I would print out some of the many news reports about those who have died from nut allergies and either post them to her with a letter explaining why she will not be looking after your DC unless she takes the risk seriously or sit down with her (and your DP ) and ask her to read them.
If she still refuses to acknowledge the very real threat, then I would never leave my DC with her again.

Danielle9891 · 17/10/2024 19:38

Is it just her lack of knowledge? Or is she one of these people who think they always know best? It can be confusing for her as my GP said 'may contain nuts' is ok for me to use. I've got a nut allergy as well .

It seems more and more things are saying 'May contain nuts' now. I think businesses just put it on the packaging to cover their own back, incase there is some sort of contamination. I work at a restaurant and we don't have anything that contains nuts on the menu but because loads of ingredients say 'may contain nuts' we can't guarantee things are nuts free.

Sillyname63 · 17/10/2024 19:41

She is putting your child at risk, as every time he comes into contact the little the resistance he has Will decrease, so that the one time it will be total anaphylaxis , does she want the death of her grandchild on her head. I doubt it very much.

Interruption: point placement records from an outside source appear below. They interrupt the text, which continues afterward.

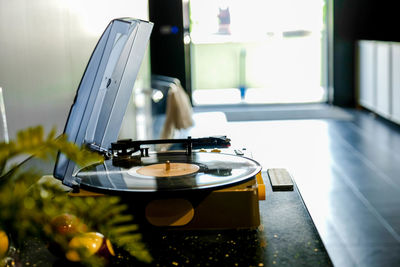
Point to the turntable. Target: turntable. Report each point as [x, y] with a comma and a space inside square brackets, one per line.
[190, 188]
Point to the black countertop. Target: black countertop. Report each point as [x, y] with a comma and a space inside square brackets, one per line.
[286, 237]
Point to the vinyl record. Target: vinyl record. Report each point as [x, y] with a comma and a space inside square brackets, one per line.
[169, 172]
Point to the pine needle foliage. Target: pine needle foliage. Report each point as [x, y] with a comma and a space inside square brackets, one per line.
[28, 205]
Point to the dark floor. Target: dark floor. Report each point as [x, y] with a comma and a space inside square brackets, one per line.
[347, 169]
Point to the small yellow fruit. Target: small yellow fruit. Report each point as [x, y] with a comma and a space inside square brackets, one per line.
[94, 243]
[67, 224]
[4, 244]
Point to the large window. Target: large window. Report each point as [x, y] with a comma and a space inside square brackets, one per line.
[270, 51]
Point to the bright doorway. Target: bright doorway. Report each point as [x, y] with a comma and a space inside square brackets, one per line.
[261, 52]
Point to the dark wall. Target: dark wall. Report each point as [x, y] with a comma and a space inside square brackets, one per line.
[358, 20]
[167, 49]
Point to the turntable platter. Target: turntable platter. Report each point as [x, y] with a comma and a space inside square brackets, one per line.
[198, 171]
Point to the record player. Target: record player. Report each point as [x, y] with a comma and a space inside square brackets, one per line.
[189, 188]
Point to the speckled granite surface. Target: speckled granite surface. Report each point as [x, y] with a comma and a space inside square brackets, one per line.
[286, 237]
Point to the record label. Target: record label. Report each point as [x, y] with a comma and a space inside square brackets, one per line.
[169, 172]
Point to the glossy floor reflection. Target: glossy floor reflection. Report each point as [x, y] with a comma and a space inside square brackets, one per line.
[348, 173]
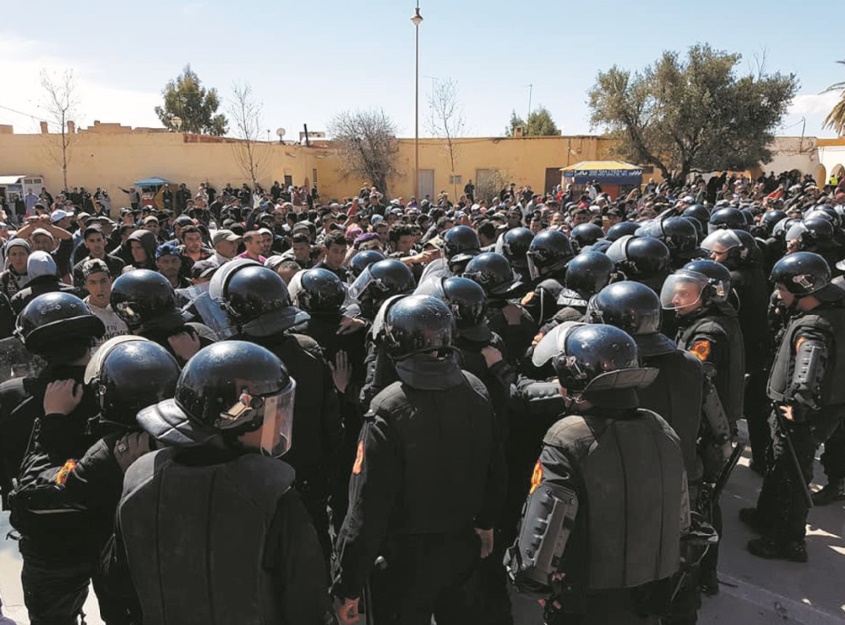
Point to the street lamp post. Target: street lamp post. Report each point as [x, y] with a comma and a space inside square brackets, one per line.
[417, 20]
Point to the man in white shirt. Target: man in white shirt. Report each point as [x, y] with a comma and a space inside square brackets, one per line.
[98, 283]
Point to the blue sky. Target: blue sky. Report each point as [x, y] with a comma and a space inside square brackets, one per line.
[308, 60]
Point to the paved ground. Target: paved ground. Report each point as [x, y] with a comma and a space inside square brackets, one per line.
[753, 591]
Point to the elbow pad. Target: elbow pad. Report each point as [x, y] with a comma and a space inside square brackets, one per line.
[546, 524]
[807, 377]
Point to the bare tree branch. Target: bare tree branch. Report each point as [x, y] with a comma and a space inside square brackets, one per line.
[246, 113]
[61, 104]
[366, 142]
[446, 121]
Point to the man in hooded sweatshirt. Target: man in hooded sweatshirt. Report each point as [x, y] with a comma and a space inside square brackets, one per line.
[41, 269]
[141, 248]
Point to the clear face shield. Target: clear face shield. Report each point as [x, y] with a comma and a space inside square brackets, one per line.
[682, 292]
[275, 411]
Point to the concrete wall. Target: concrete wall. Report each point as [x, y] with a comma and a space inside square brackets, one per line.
[111, 156]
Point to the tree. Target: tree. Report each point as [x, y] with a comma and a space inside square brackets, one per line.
[366, 141]
[836, 118]
[694, 115]
[195, 105]
[540, 124]
[246, 114]
[61, 104]
[446, 122]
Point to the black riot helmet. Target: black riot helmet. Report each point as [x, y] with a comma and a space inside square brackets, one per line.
[515, 243]
[460, 243]
[727, 217]
[52, 322]
[379, 282]
[362, 260]
[623, 228]
[677, 233]
[771, 218]
[321, 292]
[812, 233]
[699, 213]
[588, 273]
[227, 389]
[716, 285]
[584, 235]
[493, 272]
[630, 306]
[468, 303]
[549, 252]
[418, 324]
[640, 258]
[146, 301]
[255, 298]
[590, 351]
[803, 274]
[129, 373]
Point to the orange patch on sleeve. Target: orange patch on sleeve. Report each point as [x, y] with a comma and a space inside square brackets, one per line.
[701, 350]
[64, 472]
[536, 477]
[359, 459]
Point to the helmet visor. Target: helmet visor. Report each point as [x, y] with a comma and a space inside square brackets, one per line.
[720, 241]
[533, 270]
[682, 291]
[277, 429]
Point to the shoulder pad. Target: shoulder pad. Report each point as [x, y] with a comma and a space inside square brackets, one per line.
[569, 430]
[308, 344]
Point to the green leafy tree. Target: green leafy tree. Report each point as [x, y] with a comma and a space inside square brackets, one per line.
[540, 124]
[691, 115]
[836, 118]
[195, 105]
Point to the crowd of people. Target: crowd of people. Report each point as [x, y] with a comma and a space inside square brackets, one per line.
[259, 407]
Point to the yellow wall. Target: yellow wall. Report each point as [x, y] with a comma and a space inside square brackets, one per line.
[111, 156]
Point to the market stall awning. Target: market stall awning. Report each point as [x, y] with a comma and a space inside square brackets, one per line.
[151, 182]
[607, 172]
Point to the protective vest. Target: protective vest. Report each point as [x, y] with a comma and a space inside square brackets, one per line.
[633, 506]
[446, 439]
[676, 395]
[195, 537]
[730, 374]
[831, 322]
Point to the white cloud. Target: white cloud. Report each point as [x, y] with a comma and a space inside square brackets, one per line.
[814, 103]
[21, 63]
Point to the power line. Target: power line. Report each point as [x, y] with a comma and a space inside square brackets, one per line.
[6, 108]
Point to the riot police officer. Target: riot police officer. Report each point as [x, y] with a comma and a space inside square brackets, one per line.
[505, 317]
[45, 422]
[737, 250]
[258, 305]
[590, 474]
[220, 477]
[426, 485]
[146, 301]
[548, 255]
[806, 387]
[709, 329]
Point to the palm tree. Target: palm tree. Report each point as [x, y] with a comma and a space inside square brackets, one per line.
[836, 118]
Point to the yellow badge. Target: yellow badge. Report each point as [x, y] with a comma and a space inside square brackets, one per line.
[536, 477]
[701, 350]
[359, 459]
[64, 472]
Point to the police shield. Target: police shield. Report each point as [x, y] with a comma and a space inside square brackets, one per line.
[16, 361]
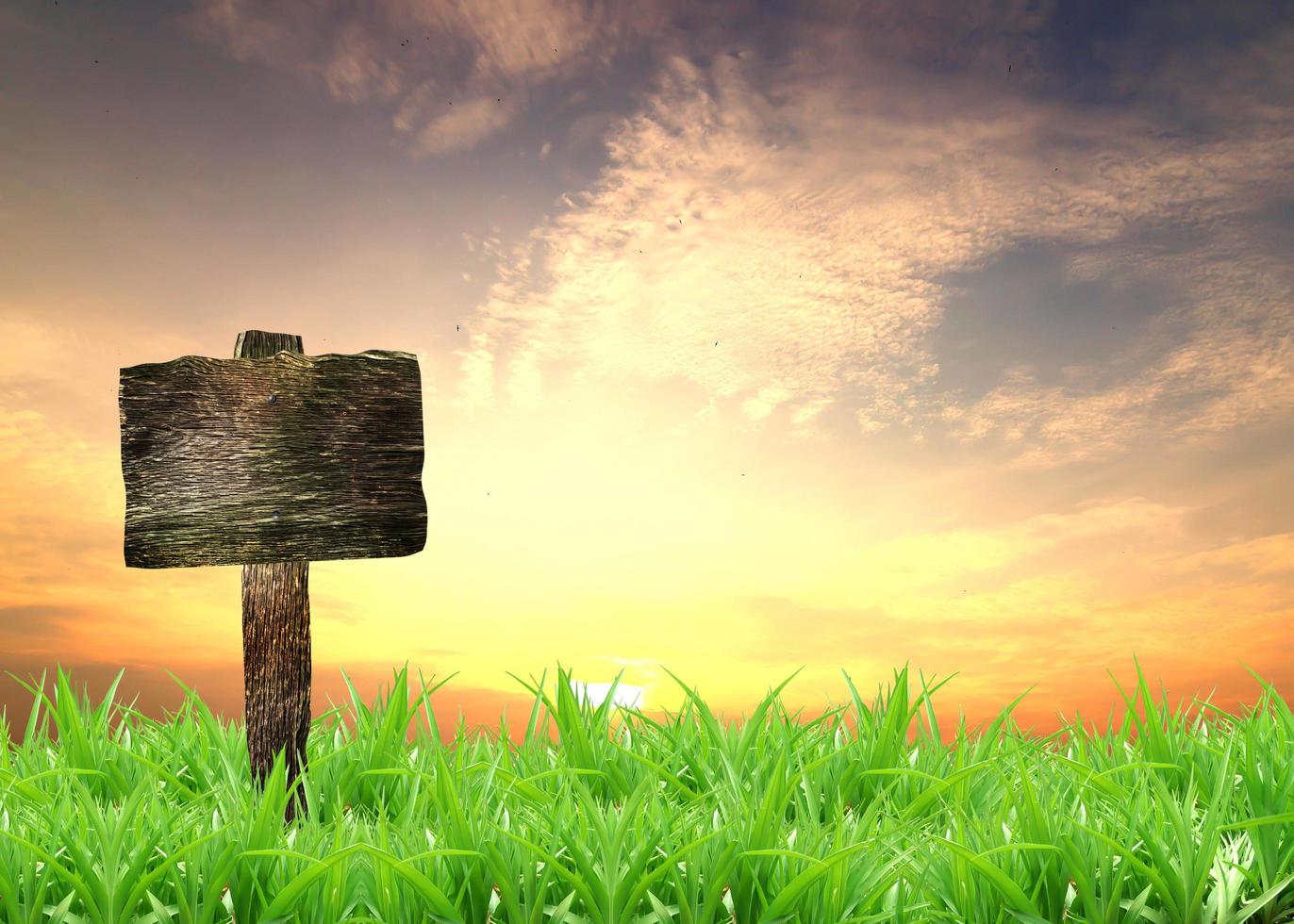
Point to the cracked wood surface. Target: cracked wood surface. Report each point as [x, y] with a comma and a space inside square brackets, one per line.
[272, 457]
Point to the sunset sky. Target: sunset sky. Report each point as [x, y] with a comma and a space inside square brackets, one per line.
[754, 337]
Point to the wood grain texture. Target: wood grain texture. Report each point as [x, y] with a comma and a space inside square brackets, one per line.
[277, 667]
[274, 458]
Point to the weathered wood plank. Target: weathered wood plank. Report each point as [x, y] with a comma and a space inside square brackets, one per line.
[284, 458]
[275, 603]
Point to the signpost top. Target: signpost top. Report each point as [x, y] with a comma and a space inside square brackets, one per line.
[289, 457]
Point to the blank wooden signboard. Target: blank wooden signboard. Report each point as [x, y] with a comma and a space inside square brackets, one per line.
[282, 458]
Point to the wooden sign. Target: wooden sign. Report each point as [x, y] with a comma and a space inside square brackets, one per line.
[271, 459]
[282, 458]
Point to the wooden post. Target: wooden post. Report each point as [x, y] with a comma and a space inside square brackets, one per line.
[270, 461]
[275, 636]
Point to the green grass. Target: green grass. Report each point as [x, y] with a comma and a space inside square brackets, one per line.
[859, 815]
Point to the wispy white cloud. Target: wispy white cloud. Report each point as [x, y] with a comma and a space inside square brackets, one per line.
[805, 226]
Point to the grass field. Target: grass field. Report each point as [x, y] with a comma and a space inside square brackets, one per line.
[859, 815]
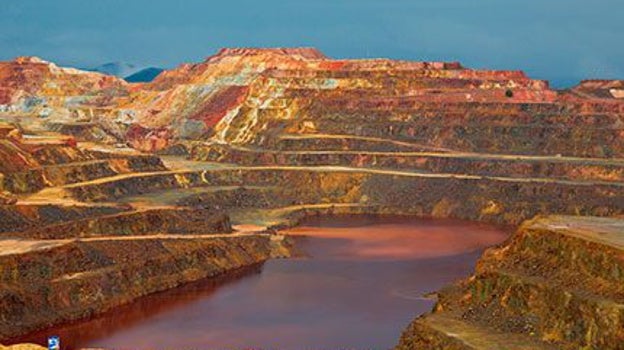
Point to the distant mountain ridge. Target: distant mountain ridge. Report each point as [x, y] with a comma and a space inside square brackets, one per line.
[129, 71]
[144, 76]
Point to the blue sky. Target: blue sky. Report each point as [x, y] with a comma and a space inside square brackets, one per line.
[559, 40]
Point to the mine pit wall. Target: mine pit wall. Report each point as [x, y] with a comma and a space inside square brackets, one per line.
[553, 168]
[471, 197]
[55, 165]
[553, 286]
[20, 217]
[84, 278]
[156, 221]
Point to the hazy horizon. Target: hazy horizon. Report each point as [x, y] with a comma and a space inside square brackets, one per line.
[560, 41]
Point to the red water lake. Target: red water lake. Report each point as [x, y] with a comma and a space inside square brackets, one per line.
[361, 284]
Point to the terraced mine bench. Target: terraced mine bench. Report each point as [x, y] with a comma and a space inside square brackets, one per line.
[557, 284]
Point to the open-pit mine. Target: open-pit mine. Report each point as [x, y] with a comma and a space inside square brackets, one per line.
[281, 199]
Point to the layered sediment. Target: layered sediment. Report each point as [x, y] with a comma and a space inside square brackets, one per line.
[65, 280]
[557, 284]
[274, 134]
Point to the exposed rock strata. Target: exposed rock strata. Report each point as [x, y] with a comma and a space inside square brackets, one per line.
[71, 279]
[557, 284]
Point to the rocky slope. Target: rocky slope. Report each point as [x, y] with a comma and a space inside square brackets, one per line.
[273, 134]
[557, 284]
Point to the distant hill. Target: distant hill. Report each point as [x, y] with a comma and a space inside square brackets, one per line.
[144, 75]
[118, 69]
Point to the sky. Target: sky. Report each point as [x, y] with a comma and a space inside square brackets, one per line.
[559, 40]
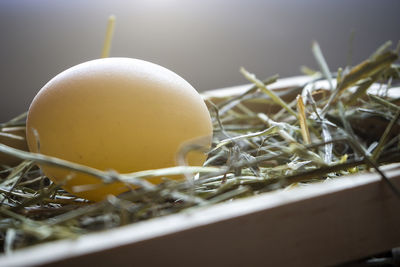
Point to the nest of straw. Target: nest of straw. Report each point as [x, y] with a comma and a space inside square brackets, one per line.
[264, 140]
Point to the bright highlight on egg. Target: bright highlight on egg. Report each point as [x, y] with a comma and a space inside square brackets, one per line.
[116, 113]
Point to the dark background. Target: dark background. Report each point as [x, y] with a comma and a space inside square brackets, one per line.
[203, 41]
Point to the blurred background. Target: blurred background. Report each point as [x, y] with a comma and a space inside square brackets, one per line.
[205, 41]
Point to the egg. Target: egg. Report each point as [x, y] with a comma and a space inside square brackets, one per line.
[117, 114]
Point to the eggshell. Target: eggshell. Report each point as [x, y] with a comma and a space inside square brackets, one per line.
[116, 113]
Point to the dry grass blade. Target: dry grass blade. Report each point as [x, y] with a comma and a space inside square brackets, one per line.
[255, 149]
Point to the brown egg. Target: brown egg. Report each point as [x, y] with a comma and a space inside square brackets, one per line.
[116, 113]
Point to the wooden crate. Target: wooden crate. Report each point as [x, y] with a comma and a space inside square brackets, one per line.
[321, 224]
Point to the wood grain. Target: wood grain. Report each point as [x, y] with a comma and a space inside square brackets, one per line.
[321, 224]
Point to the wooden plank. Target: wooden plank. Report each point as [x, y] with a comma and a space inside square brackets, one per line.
[322, 224]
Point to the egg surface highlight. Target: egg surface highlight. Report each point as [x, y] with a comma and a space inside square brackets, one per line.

ahemfem · 17/10/2024 19:43

Why is your child still being allowed round to her house unsupervised

Kentishbirdlife · 17/10/2024 19:49

Do try and get seen by an allergy clinic if you haven’t already. Sometimes they test and re challenge etc. Avoiding the food is the right thing to do, but reintroducing it under specialist advice might mean you don’t have to worry in the long term

Trishthedish · 17/10/2024 20:25

Having worked within a school with many and varied allergies, your MIL is so wrong. Nobody knows when the allergen will strike, or what the consequences will be. You need to keep your child away from her and give your husband a good talking to. An excellent source of information is The Natasha Allergy Research Foundation. They are invaluable with letting people know the latest problems in the food industry (Mustard powder containing peanuts being used in the food industry) and latest research and advice. Good luck and I hope you can ditch the MIL.

Candaceowens · 17/10/2024 20:40

To be honest the fact you haven't strangled her is admirable.